DESCARRILAMIENTO CON VÍCTIMAS
Dias antes del visionado de su adaptación cinematográfica, y fruto de las incesantes críticas positivas, las cuales la encumbraban como el thriller literario del momento, me acerco a las páginas de LA CHICA DEL TREN con la esperanza de encontrar gran parte de la maestría prometida por no pocos lectores de confianza. Ya sea por las altas expectativas o por una simple desconexión con el relato en cuestión, mi decepción no tarda en aparecer ante una narración ciertamente original en su tratamiento pero de alarmante ausencia de contenido, olvidable a corto plazo, incapaz de sobrepasar la categoría de best-seller de ocasión y cuyas reminiscencias torpemente rescatadas, desde Patricia Highsmith y el espíritu indiscreto de Hitchcock pasando por la reciente Perdida de Gillian Flynn, son tan descaradas como vilmente masacradas.

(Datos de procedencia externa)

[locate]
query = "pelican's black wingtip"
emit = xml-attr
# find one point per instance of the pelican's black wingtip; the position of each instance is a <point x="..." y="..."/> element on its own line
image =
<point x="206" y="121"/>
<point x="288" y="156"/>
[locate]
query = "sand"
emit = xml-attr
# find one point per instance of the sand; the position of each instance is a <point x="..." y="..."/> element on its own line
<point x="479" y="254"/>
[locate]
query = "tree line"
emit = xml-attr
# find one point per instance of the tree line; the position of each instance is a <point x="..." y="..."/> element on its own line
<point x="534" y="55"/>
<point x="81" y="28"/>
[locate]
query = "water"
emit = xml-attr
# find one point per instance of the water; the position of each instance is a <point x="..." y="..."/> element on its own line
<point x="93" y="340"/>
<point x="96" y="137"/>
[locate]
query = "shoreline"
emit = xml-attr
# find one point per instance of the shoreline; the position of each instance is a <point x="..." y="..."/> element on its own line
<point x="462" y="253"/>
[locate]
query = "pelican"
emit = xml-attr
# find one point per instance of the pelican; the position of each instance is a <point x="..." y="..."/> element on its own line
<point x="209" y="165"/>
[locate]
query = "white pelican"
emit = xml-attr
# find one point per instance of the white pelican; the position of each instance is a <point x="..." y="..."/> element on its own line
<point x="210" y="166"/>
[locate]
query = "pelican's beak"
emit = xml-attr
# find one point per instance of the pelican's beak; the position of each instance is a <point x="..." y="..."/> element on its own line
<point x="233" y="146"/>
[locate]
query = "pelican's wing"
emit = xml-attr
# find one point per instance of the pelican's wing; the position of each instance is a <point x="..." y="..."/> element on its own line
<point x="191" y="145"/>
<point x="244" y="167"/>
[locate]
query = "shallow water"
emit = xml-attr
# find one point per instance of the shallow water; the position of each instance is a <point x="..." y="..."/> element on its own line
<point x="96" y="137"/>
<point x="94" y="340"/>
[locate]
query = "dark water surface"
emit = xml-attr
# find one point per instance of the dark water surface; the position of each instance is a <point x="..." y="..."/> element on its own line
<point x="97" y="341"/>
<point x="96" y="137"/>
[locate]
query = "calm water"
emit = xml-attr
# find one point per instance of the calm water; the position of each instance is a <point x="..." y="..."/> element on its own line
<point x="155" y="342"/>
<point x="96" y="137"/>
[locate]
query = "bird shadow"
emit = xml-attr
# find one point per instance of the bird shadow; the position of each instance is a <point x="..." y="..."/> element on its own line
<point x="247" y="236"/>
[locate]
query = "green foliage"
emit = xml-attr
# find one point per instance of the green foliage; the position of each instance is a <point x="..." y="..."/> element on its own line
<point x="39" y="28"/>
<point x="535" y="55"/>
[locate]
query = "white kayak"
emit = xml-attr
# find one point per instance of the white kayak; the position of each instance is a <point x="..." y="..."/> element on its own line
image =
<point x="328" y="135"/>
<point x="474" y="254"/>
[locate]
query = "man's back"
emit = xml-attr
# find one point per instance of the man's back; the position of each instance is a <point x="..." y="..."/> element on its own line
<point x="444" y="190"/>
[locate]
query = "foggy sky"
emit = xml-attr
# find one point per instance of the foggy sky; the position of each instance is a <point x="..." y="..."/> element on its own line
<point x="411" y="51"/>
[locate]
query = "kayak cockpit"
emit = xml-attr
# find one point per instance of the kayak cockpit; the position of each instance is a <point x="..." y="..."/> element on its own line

Está claro, pues, que el gran inconveniente del largometraje que nos ocupa reside en el libreto de origen. Por desgracia, ahí no queda todo. Como si de un mal anunciado se tratara (ya saben el dicho: la novela es mejor que la película), los defectos de fábrica se agudizan intensamente en su traslación a la gran pantalla. Su director Tate Taylor, especializado en productos no aptos para diabéticos (su mejor trabajo hasta la fecha es Criadas y señoras), desconoce la esencia de un género que le queda demasiado grande, presentando un producto a a caballo entre el folletín salpicado con notas criminales y el melodrama más exacerbado. Todo resulta postizo, apático, desde la descomposición vacua de sus personajes femeninos (me río de la misoginia figuradamente exhibida en la citada Perdida) hasta su forma rastrera de estirar los códigos básicos del suspense.
Involuntariamente cómica, próxima a los telefilms de sobremesa del fin de semana pero con afamados (y descolocadísimos) actores, La chica del tren se descubre como uno de los espectáculos más pobres, insufribles y absurdos de los últimos años. Tanto en papel como en celuloide.